La ricerca ha in parte confermato le complesse vicissitudini dell’opera, ricordate da Baglione (1642, pp. 43, 323). Commissionato inizialmente allo scultore Prospero Bresciano dal cardinale Giacomo Savelli (1523-87) per la sua cappella del Gesù, il modello non era completato alla morte dell’artista nel 1593. Per portarlo a termine e fonderlo in bronzo, gli eredi del cardinale si rivolsero l’anno stesso al fonditore Lodovico del Duca, ma le difficoltà economiche dei committenti finirono per bloccare l’impresa. Il testamento di Del Duca, redatto nel 1603, indica che a quella data il modello rimaneva ancora inutilizzato nella sua bottega (Lamouche, 2013, pp. 345-349). S’ignora poi come i Sacchetti lo acquisissero, e come Sanquirico venne coinvolto nell’esecuzione della figura in bronzo (Ostrow, 1998, p. 43). È probabile che l’artista godesse di una bella reputazione nel campo della fusione dopo lo svelamento della statua di Paolo V nel 1620. A tal proposito, si deve notare che l’ornamento della cappella Sacchetti non venne cominciato prima di quell’anno. Baglione considerava il Crocifisso l’opera migliore dell’artista; tuttavia il contratto di Del Duca nel 1593 precisava che il fonditore doveva portare a termine «la testa, le braccia, li fianchi, li ginocchi, le gambe e piedi» del modello, sicché ci si deve interrogare sull’estensione dell’intervento di Sanquirico prima della fusione (Lamouche, 2013, p. 348).

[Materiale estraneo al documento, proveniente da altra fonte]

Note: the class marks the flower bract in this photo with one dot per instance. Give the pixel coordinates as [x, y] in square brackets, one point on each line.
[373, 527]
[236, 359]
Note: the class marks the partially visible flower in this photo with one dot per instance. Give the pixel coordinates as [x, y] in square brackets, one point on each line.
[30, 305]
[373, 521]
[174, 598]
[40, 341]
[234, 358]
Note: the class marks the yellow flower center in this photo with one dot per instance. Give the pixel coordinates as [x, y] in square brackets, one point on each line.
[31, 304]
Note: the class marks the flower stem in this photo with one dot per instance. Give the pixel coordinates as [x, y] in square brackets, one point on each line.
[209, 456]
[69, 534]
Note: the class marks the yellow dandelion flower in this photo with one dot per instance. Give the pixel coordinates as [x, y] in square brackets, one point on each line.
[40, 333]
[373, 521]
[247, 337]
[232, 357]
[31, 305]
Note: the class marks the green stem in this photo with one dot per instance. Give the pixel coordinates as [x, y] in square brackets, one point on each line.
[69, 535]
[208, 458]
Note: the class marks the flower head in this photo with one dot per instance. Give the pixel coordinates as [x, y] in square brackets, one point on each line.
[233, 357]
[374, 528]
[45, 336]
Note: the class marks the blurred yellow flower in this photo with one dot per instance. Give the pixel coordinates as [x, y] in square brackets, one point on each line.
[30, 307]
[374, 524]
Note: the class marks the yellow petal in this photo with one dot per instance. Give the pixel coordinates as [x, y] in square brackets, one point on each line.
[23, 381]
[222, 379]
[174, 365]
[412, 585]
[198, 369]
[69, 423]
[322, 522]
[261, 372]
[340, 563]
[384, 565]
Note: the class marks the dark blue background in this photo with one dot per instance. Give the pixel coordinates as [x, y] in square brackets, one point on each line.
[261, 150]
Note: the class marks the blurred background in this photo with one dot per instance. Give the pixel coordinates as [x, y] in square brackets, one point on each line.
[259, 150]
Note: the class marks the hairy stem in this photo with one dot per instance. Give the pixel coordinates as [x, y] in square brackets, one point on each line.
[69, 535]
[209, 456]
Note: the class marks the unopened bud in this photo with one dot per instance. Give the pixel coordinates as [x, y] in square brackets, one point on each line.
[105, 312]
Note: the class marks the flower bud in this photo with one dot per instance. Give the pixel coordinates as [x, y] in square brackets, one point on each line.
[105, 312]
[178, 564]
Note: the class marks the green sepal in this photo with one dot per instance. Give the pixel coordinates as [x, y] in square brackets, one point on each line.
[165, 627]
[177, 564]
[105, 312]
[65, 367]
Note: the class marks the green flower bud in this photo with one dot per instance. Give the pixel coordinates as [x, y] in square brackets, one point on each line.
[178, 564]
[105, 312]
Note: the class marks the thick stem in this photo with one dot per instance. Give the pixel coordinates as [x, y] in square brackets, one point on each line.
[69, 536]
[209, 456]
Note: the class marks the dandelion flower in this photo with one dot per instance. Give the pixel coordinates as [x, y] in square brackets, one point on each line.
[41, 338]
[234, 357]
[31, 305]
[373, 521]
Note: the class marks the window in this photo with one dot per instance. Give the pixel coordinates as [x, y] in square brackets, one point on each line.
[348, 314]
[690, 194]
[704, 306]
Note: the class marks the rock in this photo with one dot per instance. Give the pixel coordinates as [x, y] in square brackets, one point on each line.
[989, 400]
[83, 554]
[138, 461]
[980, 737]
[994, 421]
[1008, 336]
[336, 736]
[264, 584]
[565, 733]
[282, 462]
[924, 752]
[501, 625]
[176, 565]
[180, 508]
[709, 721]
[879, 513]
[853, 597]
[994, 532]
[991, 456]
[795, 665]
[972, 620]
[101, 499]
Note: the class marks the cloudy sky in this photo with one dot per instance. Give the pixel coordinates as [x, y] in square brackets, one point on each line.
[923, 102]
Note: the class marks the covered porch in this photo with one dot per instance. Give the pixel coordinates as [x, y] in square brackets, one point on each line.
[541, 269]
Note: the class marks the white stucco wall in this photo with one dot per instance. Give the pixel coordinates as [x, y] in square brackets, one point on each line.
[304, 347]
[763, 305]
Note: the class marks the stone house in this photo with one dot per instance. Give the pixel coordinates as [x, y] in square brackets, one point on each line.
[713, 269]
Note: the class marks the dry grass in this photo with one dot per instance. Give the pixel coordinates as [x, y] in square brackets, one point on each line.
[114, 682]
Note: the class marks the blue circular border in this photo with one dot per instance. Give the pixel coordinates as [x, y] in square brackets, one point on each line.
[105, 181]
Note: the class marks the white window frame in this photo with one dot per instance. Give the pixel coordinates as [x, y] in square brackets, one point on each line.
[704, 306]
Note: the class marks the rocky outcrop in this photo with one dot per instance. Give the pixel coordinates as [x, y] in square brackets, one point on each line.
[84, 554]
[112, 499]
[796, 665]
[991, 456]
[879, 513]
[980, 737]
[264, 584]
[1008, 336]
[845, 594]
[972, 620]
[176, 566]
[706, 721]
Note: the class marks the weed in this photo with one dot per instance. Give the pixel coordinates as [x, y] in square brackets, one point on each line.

Nel corso della sua vita, Sanquirico seppe trovare importanti protettori. Le sue ambizioni intellettuali e sociali lo indussero a entrare in cerchie come quella del cardinale Giovanni Battista Deti fin dal 1611 e, negli anni Venti del Seicento, quella del cardinale Maurizio di Savoia (Ostrow, 1998, pp. 44-47). Cofondatore dell’Accademia degli Ordinati, Deti gli commissionò una medaglia e lo nominò canonico di S. Maria in Cosmedin (1611). Forse lo aiutò inoltre a ottenere, a una data sconosciuta, l’ufficio di «bussolante» del papa (ibid.). Dal 1626 Sanquirico appartenne all’Accademia dei Desiosi del cardinale di Savoia, e insegnò il disegno ai suoi paggi (1627; ibid.). L’artista era inoltre membro dell’Accademia di S. Luca (Missirini, 1823).
Nel 1629 progettava di tornare a Parma, dove lo aspettava un canonicato, ma la morte lo colse a Roma nel 1630 (Ostrow, 1998, p. 48).